The stronghold of the Puritanism was waning in New England before the end of the 18th century. The number of un-churched colonists had been large. There was also a steady rise in the people’s standard of the living. The Great Awakening’, however, was a itself a reaction of what was rightly felt to be dominant trend. The growing tendency of the colonists was to accept the ideas of Enlightenment. The ideas emphasized the influences of reason and commonsense and also imperatives of self-help, personal and social progress. The new generation of immigrants was very eager to improve their lot in a new land. For vast majority who never heard of Enlightenment, the gospel of reason was commonsense. Profit and progress became the part of the American way. These two writers of this period are - William Byrd of Westover and Sarah Kemble Knight. They suggested secular tendencies in their travel accounts.
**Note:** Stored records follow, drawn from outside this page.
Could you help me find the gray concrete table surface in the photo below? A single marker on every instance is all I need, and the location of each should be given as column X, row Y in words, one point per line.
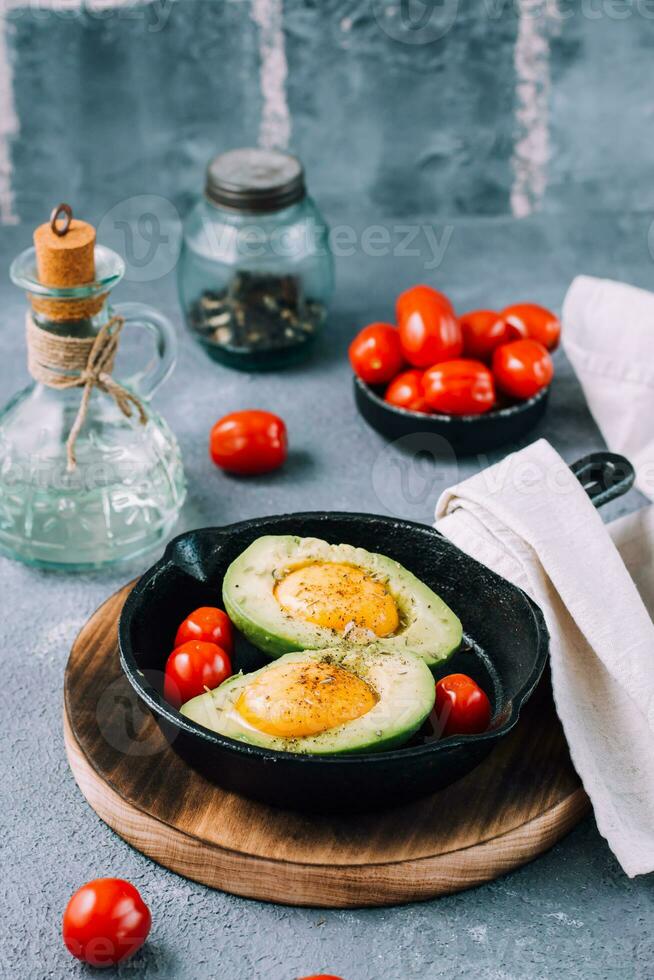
column 572, row 913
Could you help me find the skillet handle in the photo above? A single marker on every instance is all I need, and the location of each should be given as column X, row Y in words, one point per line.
column 604, row 476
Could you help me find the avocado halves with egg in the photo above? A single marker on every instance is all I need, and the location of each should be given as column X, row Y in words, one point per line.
column 322, row 702
column 287, row 593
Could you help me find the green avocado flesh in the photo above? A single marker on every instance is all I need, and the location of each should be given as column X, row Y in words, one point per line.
column 427, row 626
column 402, row 685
Before the revolution, there was early literature in the South which was also secular and aristocratic in its nature. It reflected the ethos of the dominant social and economic systems of the southern plantations. Because of economic opportunities, not because of religious freedom, the English immigrants were drawn to these colonies. The southerners are poor fanners or trading people living not much better than their slaves. The southern literature of the upper class was shaped by the classical old world ideal of a noble, the landed gentry made possible by the slavery. The institution released wealthy southern whites from manual labor, afforded them leisure and the made the dream of aristocratic life in the American wilderness. The puritan’s emphasis is on the hard work, education and earnestness. Instead of that, we hear of such age old pleasures as horseback riding and hunting etc,. The church was the focus of the genteel social life, not a forum for fighting over the religious ideas.
Sarah Kemble Knight (1666-1727) and William Byrd of the Westover (1774-1744), in their poetry, suggested increasingly secular tendencies of this period. Both Knight and Byrd wrote accounts of their journeys through the parts of America and tend to concentrate on the social issues, the curious people and manners they encountered along the way.